Originally, nature had guardians and engineers, when the bio diversity and species amounts were at their very highest.
Without help, the ecosystem just gradually simplifies and degenerates.

So, evolutionary theory of the strong surviving may only entail a false logic based on recent evidence of the system, not considering those earlier guards?

I will agree as far as I can read this.

I got to get a better computer. What I meant to say, Dan, was that the association between Nature, and evolutionary theory has been closely aligned with the best of possible worlds,that the earlier safeguards have been either ignored, or perhaps discounted.

If you could explain your guardians and engineers I would appreciate it.
From the smallest to the largest this is a predator prey world. That includes plants as predators(not just carnivorous plants) as well as microscopic organisms as predators and prey

Small populations of super advanced post humans. It’s more likely in my mind that they perfected the ecosystem before they were forced to leave. Either that or maybe a god-like-guy did it.

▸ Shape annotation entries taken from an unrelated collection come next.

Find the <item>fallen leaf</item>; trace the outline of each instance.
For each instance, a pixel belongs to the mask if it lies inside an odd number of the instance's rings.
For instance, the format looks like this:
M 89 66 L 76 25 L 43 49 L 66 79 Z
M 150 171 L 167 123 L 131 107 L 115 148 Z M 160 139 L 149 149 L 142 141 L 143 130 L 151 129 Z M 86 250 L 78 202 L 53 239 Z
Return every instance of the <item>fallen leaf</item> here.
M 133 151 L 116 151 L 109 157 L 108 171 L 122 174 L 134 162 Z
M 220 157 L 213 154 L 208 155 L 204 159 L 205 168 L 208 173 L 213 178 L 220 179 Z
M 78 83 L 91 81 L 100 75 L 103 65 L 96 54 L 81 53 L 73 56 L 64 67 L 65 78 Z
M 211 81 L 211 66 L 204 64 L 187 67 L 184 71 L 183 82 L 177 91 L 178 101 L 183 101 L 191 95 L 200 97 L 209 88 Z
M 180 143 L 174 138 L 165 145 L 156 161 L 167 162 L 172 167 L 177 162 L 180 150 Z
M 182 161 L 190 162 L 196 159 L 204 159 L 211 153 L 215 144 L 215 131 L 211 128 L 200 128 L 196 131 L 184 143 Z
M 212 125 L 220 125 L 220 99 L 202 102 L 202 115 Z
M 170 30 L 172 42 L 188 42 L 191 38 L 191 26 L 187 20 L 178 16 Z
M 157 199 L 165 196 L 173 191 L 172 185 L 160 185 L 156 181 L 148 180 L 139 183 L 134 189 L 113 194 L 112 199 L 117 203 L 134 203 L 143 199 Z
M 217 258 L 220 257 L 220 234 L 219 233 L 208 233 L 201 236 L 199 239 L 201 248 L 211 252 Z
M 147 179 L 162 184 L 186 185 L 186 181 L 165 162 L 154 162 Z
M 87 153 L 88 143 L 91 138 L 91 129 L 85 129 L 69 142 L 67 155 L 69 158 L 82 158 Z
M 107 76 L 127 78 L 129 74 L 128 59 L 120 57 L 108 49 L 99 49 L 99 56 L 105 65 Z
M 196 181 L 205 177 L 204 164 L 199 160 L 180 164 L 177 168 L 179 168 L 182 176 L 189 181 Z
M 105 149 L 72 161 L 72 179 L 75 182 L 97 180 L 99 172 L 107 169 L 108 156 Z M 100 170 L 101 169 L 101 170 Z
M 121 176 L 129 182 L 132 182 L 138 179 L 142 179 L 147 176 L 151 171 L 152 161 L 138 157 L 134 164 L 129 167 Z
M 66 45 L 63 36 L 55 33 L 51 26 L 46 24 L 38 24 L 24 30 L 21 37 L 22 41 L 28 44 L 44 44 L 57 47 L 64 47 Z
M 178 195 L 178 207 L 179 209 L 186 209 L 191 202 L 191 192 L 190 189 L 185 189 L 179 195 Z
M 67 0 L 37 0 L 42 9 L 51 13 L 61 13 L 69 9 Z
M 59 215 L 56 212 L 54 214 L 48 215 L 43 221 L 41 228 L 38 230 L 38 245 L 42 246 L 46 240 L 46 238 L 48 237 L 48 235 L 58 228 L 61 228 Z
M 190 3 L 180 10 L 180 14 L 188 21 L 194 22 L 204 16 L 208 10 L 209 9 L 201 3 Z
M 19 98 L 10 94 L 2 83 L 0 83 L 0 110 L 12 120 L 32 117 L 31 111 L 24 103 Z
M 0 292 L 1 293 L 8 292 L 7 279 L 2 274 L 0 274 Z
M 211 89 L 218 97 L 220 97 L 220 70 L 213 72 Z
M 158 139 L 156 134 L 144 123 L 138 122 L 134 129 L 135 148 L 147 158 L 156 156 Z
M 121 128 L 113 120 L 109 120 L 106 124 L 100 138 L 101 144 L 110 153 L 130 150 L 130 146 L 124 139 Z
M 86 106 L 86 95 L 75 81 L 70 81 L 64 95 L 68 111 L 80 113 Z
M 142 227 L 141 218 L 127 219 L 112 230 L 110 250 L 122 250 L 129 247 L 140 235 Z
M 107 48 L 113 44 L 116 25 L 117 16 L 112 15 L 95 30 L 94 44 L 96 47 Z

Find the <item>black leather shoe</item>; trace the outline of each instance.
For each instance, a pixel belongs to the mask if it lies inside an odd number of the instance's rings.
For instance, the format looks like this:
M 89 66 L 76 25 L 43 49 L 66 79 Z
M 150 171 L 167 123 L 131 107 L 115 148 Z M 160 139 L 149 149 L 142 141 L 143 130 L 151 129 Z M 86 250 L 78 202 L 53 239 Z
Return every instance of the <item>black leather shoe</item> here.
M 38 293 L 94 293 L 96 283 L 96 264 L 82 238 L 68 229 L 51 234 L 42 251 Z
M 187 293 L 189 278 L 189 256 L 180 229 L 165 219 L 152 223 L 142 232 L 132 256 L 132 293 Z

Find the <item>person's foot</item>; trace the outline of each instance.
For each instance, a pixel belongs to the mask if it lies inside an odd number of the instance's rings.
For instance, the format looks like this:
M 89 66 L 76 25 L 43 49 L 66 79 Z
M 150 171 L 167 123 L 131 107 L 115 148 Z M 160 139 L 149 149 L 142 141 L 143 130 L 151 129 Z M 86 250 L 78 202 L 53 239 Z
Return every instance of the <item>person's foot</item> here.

Ok, If this is true then it would stand to reason that they left because they had set things up so that the world no longer needed them. Situations of direness would work itself out. Again predator prey world with life and death, extinction evolving. If a species is weak it would be a natural occurrence. Our protection of it could cause ecological issues just as noninterference might. Its a coin toss. If there were planners they would have prepared for these issues on a large scale. If they did not then they were not that superior.